Purchasing a new home can be a stressful process. Aside from arranging removal companies, house insurance, solicitors etc, there also comes the added pressure around choosing the right mortgage product/deal for you.
Value for money has never been as important as it is just now with mortgage intermediaries playing a key role in ensuring new buyers and existing home owners alike strike a balance that not only delivers on rate, but also long-term value.
Without the right advice, buyers/owner’s obsession with headline grabbing rates can often mean that they are susceptible to paying thousands of pounds in unexpected costs……. the devil is in the detail.
Independent surveys point to UK borrowers considering interest rates to be the most important factor when choosing their next mortgage product. This rate-based demeanour can lead to borrowers missing important elements such as early repayment charges, valuation fees, funds transfer fees and legal fees. A small portion or lenders also charge a fee to release you from your mortgage either on full redemption or remortgages to another lender.
There are thousands of products available in the market offering varying degrees of flexibility. Fixed, discounted and tracker rates can come both with and without “early redemption penalties”. For those with penalties, they are percentage based and calculated on the outstanding balance at the point of redemption.
For example, a 5-year fixed rate mortgage can attract a 5% early redemption penalty in year one, so for example, on a £500,000 mortgage, this could be upto £25,000.
It is important that borrowers understand the implications of tying in to a longer-term deal as they may wish to consider moving in future. Most lenders will allow borrowers to port their existing mortgage onto a new property without penalty, however this isn’t the case with some. There can be complications for upsizers and downsizers as the borrowers’ individual circumstances may have changed.
‘For example, if you have since become self-employed your current lender may not accept your new mortgage application. In this instance, you may be forced to redeem your mortgage with one lender in order to move to another, and this will incur a penalty.
As I have alluded to earlier, there are over 50,000 products in the market place including fixed rates, variable rate trackers and discounted rates. The latter two have potential implications should interest rates rise or fall in future so it can be a complicated area to consider.
Other important points to consider
There are many other factors that borrowers should consider. These include fees, namely up-front fees or fees that can be added to your mortgage.
There is often an arrangement fee which can either be paid upfront or added to the mortgage amount.
This can have a real baring on whether lowest advertised mortgage rate actually amounts to the cheapest deal.
For example, borrowers looking to purchase a new property may be drawn in by Platform’s (The Intermediary arm of the Co-op Banking Group) two-year fixed deal currently offering a headline-grabbing 1.04 per cent interest rate.
But the mortgage, which is available to borrowers with at least 40 per cent deposit, also comes with a hefty £1,495 product/arrangement fee.

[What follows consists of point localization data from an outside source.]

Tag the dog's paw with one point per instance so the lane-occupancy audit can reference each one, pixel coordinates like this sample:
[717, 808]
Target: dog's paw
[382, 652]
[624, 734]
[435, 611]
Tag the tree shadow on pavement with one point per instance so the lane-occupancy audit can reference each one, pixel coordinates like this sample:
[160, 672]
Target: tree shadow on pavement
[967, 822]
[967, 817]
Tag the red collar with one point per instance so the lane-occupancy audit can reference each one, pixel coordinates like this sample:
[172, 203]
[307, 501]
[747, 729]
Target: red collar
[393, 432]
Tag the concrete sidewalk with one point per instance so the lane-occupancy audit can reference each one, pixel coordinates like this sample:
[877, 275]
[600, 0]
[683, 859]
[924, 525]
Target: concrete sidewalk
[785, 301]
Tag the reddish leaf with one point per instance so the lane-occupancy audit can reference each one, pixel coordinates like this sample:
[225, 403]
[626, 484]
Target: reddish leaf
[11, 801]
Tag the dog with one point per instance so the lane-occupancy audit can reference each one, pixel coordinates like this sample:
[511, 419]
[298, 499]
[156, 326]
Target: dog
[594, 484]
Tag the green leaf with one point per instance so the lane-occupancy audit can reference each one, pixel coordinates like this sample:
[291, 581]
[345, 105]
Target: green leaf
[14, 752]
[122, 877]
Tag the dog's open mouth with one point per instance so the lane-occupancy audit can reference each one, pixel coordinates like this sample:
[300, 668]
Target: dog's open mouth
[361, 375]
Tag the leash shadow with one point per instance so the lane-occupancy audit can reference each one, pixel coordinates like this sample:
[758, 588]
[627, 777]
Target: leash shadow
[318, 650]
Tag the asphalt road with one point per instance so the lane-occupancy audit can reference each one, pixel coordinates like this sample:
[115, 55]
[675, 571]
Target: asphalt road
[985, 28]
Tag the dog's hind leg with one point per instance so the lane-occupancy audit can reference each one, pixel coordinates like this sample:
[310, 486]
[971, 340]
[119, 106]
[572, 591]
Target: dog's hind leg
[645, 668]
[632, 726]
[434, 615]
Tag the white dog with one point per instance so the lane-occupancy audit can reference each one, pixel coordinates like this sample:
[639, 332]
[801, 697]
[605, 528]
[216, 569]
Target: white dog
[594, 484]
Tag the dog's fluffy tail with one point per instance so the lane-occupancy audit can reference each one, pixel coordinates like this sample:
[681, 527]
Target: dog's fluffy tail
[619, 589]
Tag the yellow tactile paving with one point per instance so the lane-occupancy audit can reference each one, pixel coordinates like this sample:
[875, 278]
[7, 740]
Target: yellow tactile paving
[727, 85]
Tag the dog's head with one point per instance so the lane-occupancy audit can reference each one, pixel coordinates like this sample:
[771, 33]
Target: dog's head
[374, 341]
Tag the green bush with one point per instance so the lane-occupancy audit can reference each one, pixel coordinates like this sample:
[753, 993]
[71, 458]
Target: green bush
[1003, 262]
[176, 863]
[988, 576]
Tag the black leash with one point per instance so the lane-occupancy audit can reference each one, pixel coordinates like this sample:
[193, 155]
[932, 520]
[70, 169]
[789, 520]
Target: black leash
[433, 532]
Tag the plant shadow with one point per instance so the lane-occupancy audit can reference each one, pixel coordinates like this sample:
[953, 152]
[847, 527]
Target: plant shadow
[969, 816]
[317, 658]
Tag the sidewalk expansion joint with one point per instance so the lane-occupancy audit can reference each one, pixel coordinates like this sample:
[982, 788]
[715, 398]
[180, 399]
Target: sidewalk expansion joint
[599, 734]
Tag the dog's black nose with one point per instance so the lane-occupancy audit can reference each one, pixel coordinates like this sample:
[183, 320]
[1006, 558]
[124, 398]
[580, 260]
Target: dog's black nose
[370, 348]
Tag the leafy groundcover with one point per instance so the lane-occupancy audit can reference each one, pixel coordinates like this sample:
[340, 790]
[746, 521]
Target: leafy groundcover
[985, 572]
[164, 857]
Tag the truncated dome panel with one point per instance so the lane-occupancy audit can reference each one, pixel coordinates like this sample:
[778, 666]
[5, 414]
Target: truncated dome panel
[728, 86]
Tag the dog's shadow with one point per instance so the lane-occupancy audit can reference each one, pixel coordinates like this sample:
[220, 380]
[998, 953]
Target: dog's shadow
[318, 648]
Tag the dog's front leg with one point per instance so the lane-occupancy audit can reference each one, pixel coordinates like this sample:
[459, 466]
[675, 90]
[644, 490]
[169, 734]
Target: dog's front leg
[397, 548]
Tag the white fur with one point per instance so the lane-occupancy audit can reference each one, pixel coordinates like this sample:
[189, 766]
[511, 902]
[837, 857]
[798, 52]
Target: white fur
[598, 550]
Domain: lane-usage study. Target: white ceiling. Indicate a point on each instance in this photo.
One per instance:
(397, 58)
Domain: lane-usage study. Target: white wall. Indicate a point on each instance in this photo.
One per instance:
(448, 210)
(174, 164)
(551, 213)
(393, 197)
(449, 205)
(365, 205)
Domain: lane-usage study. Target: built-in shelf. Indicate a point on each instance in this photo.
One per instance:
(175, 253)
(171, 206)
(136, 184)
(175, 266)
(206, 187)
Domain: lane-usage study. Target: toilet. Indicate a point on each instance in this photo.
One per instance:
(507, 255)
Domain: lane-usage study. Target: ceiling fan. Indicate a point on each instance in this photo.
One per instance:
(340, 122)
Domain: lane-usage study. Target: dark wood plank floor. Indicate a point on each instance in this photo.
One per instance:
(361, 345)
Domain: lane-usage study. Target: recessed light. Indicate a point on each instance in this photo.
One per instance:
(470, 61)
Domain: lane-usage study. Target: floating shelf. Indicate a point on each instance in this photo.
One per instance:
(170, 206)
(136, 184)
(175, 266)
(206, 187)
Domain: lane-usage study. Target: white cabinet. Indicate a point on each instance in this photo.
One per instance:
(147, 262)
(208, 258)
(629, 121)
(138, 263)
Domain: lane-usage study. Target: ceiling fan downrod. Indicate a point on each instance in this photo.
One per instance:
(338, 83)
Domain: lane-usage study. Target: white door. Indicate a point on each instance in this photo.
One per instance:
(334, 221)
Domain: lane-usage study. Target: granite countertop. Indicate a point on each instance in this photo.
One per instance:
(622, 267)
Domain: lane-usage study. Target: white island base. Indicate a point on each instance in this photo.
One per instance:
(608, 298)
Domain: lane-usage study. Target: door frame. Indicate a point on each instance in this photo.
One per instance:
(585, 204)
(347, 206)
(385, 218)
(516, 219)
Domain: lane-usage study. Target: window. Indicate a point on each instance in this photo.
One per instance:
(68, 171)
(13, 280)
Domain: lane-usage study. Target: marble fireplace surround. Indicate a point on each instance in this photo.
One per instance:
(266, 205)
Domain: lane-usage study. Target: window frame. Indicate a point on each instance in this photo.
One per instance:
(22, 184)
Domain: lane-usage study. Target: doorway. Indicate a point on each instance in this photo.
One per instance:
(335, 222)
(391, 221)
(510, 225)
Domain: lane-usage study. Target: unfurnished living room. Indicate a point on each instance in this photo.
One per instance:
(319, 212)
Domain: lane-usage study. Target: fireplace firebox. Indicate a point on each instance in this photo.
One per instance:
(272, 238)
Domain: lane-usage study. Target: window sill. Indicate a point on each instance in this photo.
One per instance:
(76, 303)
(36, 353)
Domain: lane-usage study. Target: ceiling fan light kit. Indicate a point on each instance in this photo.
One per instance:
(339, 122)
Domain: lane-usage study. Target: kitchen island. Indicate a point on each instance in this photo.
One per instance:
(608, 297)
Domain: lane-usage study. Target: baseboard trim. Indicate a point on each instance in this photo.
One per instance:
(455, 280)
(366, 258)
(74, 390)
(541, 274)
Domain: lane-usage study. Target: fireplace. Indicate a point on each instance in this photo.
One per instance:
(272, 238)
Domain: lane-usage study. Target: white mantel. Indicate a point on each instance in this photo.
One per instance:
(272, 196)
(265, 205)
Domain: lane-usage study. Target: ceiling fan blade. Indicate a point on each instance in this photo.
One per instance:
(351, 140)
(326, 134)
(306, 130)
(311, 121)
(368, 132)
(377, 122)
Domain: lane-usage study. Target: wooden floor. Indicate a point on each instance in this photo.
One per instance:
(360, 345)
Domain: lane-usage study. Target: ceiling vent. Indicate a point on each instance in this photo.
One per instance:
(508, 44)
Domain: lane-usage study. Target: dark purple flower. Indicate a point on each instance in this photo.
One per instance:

Alternatively, the Halifax have a two-year fixed rate mortgage at 1.39 percent with no product fee, or Santander at 1.44 per cent. For lower value mortgages, the latter products, albeit with a higher interest rate, would work out cheaper over two years than the first example.
It is important for borrowers to fully consider the bigger picture when choosing the best possible mortgage deal. For example, lower rate mortgage deals, typically two-year fixed rates may come with arrangement fees that would be payable on renewal/remortgage, every two years.
Also, as we navigate through the COVID pandemic lenders are looking to entice borrowers in with more competitive mortgage deals, whether this be through lower interest rates, the enticement of additional services such as free valuations, free legals and or cash back offers.
It can be difficult to factor in such incentives when trying to pick the best value mortgage deal, and this is where the devil can be in the detail.
This is where an independent mortgage adviser can be invaluable. An independent mortgage adviser can fully assess your requirements/needs, complete all of the necessary research and provide a recommendation, with full justification taking into account every available lender in the market.